I have always liked to party. I love the excitement and connection with others it brings, and I like to dance and listen to music. I have always liked the freedom you feel, the presence you enter, and the thoughts and worries that subside. But I'll be honest with you, my relationship with alcohol hasn't always been the best. After spending years in Dunedin with alcohol as the centre of nightlife, on too many occasions, I found myself overindulging and waking up with a nasty case of hang-xiety.
As I navigated the early years of my adulthood, I became increasingly aware of my own mental state. For a period of time, it seemed like more often than not days were clouded by anxiety, sadness, or regret, and no matter how hard I tried, I just couldn't seem to shake the weight of my past. But then, through a series of events I stumbled across mindfulness meditation and was drawn to practice.
I realized that this wasn't just some woo-woo new age trend - this was science. I learned about the intricate inner workings of my own brain, and I discovered practical tools that would change the way I thought and felt. It wasn't just some abstract theory - it was a lived experience that transformed the very core of who I was.

And so, I made a decision. I quit my job, returned to university, and devoted my life to researching the incredible impacts of mindfulness within the educational system. It wasn't just a personal journey anymore - it was a mission to help others find the same transformative power that had changed my life so completely.
This started my journey in teaching. I was so passionate about the practice that I started to share my story and learnings with people. However, I did still like to party.
During this time in my life, I struggled with identity. How could I be a mindfulness meditation teacher and still party? I felt worried about what people would think about me, and at times I felt guilt for still drinking while on a journey of deeply connecting to my spiritual self. Eventually, I went sober. I stopped drinking and tried to be whom I thought I needed to be.
Going sober was extremely rewarding and positively changed my relationship with alcohol. The reckless, wild nights out had lost their appeal, and I found great enjoyment in being sober at parties. However, I did learn during this period that it does not have to be all or nothing. You do not need to give anything up to meditate, it is not an all-or-nothing practice, it is here to support you and the lifestyle you live.
I remember one day telling my mentor that I didn't feel spiritual enough to attend a certain event, that I didn't fit in. His response was powerful and it's stayed with me ever since. He told me that he never liked the saying, "fake it till you make it," because if you're doing it, then you're not faking it. If you are standing up on a stage teaching mindfulness meditation, that is who you are.

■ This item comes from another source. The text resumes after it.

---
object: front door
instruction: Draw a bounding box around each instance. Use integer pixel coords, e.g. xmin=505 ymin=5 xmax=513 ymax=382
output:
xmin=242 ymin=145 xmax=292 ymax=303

This business, which was once called Conscious Minds, transitioned into REMiND with its main purpose and goal to make the practice accessible to everyone. You don't have to be a hippy to practice, nor do you need to dedicate your life to it. You can show up as you are and be proud of your practice, just like physical exercise, a daily gym class, or a run outside. In the world we're living in today, we all need this
I have reintroduced alcohol back into my life and still, enjoy a night out. Partying still has a place in my life. However, the practice has made me more mindful of my drinking. The big nights are far less often and now with much more sleep and control. Through my journey, I have found balance, but more importantly, I have found acceptance for who I am.

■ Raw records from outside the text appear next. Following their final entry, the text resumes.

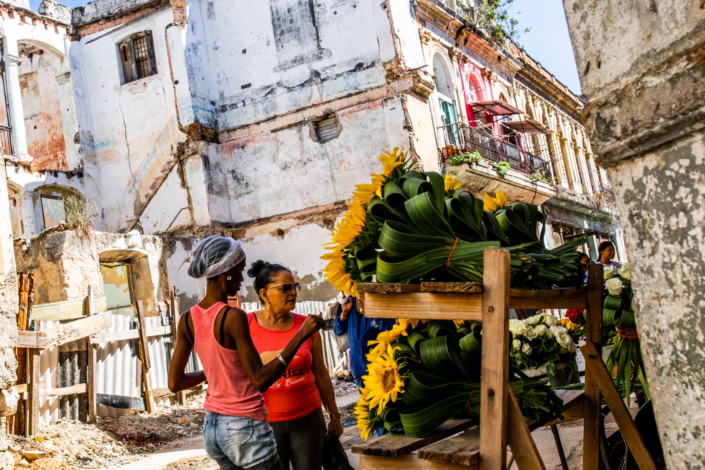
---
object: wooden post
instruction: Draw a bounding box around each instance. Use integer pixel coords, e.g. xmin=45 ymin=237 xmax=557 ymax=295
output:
xmin=27 ymin=348 xmax=40 ymax=437
xmin=87 ymin=342 xmax=97 ymax=422
xmin=506 ymin=389 xmax=546 ymax=469
xmin=136 ymin=301 xmax=154 ymax=413
xmin=582 ymin=342 xmax=658 ymax=470
xmin=479 ymin=248 xmax=511 ymax=470
xmin=584 ymin=263 xmax=604 ymax=470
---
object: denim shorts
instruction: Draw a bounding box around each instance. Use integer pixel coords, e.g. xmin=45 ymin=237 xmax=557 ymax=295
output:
xmin=203 ymin=411 xmax=281 ymax=470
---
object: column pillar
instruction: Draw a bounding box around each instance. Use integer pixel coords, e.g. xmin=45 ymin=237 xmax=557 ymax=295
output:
xmin=2 ymin=54 xmax=30 ymax=161
xmin=20 ymin=192 xmax=37 ymax=237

 Charlotte Ritchie and Ursula Griffen

As I sat down with my business partner to discuss our experience at SPLORE, I expressed that everything makes sense there. The idea of living in separate worlds no longer exists for me. I connected with many spiritual individuals who practice breath-work during the day and can be found on the dance floor at 7 am. These worlds can coexist together, and I feel an overwhelming sense of gratitude, love, and acceptance from my time at SPLORE.


This has been my journey, this has been the journey of REMiND, and now more than ever, I have complete confidence in who I am, what I teach, and what my purpose is.